MongoDB
===========



a ``MongoClient`` instance provides connection to MongoDB Server, each server can host multiple databases which can be retrieved with ``connection.database_name`` which can then contain multiple ``collections`` with different documents.

In [176]:
from dotenv import load_dotenv
import os
from pymongo import MongoClient, InsertOne, DeleteOne, DeleteMany, UpdateOne, UpdateMany
import pymongo
from decimal import Decimal
import json
from bson.objectid import ObjectId

In [177]:
try:
    load_dotenv()
    usr = os.getenv("mongo_usr")
    pwd = os.getenv("mongo_pw")
except Exception as e:
    exit()

In [178]:
client = MongoClient(f'mongodb://{usr}:{pwd}@localhost:27017/')
client

MongoClient(host=['localhost:27017'], document_class=dict, tz_aware=False, connect=True)

Create a database called ``phonebook`` and a collection called ``people``

Once the database is retrieved, collections can be accessed as attributes of the database itself.

A MongoDB document is actually just a Python Dictionary, inserting a document is as simple as telling pymongo to insert the dictionary into the collection. Each document can have its own structure, can contain different data and you are not required to declare and structure of the collection. Not existing collections will be automatically created on the insertion of the first document

Insert an object in the database: ``data = {'name': 'Alessandro', 'phone': '+39123456789'}``

In [179]:
db = client['phonebook']
collection = db['people']

In [180]:
data = {'name': 'Alessandro', 'phone': '+39123456789'}
collection.insert_one(data)

InsertOneResult(ObjectId('669fc65c2a221cfbf59b8fb4'), acknowledged=True)

Fetching back inserted document can be done using ``find`` and ``find_one`` methods of collections. Both methods accept a query expression that filters the returned documents. Omitting it means retrieving all the documents (or in case of find_one the first document).

In [181]:
collection.find_one()

{'_id': ObjectId('669f77c64a3e41501a7d9df4'),
 'name': 'John',
 'phone': '+39123456789'}

Filters in mongodb are described by Documents themselves, so in case of PyMongo they are dictionaries too.
A filter can be specified in the form ``{'field': value}``. 
By default filtering is performed by *equality* comparison, this can be changed by specifying a query operator in place of the value.

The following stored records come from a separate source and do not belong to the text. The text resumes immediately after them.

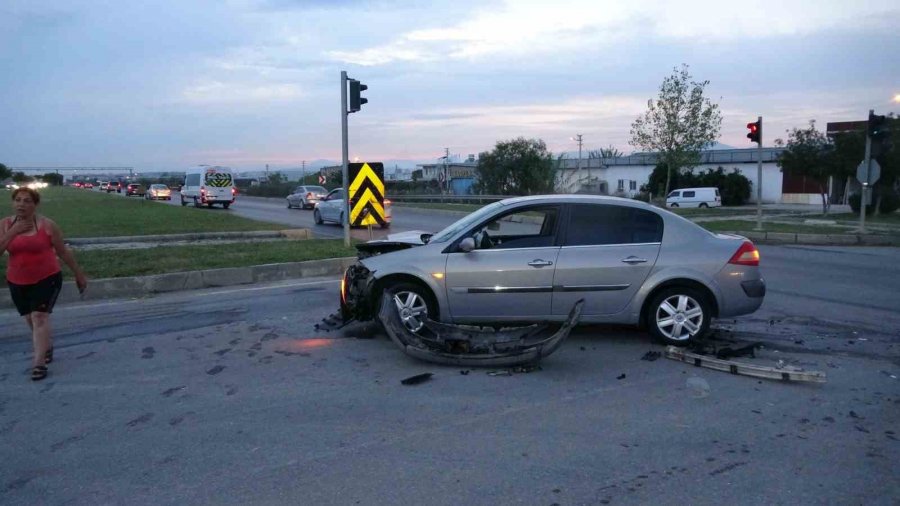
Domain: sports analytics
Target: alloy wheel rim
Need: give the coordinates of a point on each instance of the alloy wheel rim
(679, 317)
(412, 310)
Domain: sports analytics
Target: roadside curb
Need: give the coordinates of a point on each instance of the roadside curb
(142, 286)
(820, 239)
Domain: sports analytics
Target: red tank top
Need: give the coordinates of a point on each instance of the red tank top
(31, 258)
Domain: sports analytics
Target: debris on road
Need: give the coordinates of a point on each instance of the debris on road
(418, 378)
(650, 356)
(786, 373)
(472, 346)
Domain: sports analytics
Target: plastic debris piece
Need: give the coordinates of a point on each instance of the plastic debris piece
(418, 378)
(650, 356)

Query operators by convention start with a ``$`` sign and can be specified as ``{'field': {'operator': value}}``.
Full list of query operators is available at http://docs.mongodb.org/manual/reference/operator/query/

Find a person that has an object id greather than ``53b30ff57ab71c051823b031``we can achieve that with using ``find_one``:

In [182]:
collection.find_one({"_id": {"$gt": ObjectId("53b30ff57ab71c051823b031")}})

{'_id': ObjectId('669f77c64a3e41501a7d9df4'),
 'name': 'John',
 'phone': '+39123456789'}

Updating Documents
---------------------

Updating documents in MongoDB can be performed with the ``update_one`` or ``update_many`` method of the collection. Updating is actually one of the major sources of issues for new users as it doesn't change values in document like it does on SQL based databases, but instead it replaces the document with a new one.

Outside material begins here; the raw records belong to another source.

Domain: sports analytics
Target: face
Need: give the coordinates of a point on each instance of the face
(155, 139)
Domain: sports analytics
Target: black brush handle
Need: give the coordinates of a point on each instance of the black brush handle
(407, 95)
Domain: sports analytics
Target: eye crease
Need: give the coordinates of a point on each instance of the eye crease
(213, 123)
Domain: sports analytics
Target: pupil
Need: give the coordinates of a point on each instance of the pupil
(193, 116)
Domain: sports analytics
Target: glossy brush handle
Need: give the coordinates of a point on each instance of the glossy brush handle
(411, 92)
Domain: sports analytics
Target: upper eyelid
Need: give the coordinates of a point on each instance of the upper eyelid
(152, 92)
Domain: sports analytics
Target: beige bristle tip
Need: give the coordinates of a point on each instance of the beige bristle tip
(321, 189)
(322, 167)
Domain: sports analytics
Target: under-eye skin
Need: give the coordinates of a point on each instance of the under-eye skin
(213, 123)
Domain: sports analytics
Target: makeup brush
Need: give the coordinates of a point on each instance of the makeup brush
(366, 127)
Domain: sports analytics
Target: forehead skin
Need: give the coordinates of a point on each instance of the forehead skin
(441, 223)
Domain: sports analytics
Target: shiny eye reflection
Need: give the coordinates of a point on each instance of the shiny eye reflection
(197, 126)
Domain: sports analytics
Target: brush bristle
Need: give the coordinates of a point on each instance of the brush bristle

What you usually want to do is actually using the ``$set`` operator which changes the existing document instead of replacing it with a new one. Read docs: https://pymongo.readthedocs.io/en/stable/api/pymongo/collection.html#pymongo.collection.Collection.update_one

In [183]:
# Find the document with name Alessandro and print it
print(collection.find_one({'name': {"$eq": "Alessandro"}}))

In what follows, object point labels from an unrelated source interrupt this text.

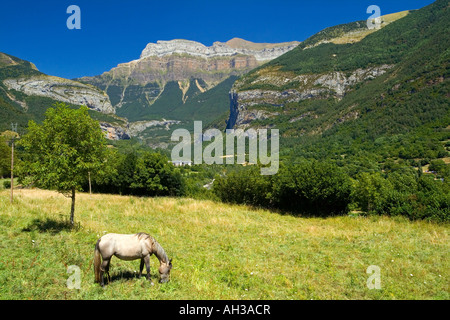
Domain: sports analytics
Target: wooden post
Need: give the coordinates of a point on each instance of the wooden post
(12, 171)
(90, 189)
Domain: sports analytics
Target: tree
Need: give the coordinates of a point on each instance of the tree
(154, 175)
(60, 153)
(5, 157)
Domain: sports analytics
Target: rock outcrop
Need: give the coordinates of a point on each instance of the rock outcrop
(261, 52)
(62, 90)
(302, 87)
(136, 85)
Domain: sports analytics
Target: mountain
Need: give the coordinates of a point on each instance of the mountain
(26, 93)
(169, 74)
(349, 90)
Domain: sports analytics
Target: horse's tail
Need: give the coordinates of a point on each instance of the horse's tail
(97, 262)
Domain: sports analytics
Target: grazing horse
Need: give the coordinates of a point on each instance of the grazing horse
(129, 247)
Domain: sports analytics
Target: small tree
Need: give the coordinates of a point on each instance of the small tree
(60, 153)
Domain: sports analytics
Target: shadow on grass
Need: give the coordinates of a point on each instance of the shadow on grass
(50, 225)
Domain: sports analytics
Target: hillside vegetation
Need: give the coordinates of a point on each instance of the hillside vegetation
(219, 251)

# Update the name to John and print the update 
collection.update_one({"name": "Alessandro"}, {"$set": {"name": "John"}})
collection.find_one()

{'_id': ObjectId('669fc65c2a221cfbf59b8fb4'), 'name': 'Alessandro', 'phone': '+39123456789'}


{'_id': ObjectId('669f77c64a3e41501a7d9df4'),
 'name': 'John',
 'phone': '+39123456789'}

SubDocuments
--------------

The real power of mongodb is released when you use subdocuments.

As each mongodb document is a JSON object (actually BSON, but that doesn't change much for the user), it can contain any data which is valid in JSON. Including other documents and arrays. This replaces "relations" between collections in multiple use cases and it's heavily more efficient as it returns all the data in a single query instead of having to perform multiple queries to retrieve related data.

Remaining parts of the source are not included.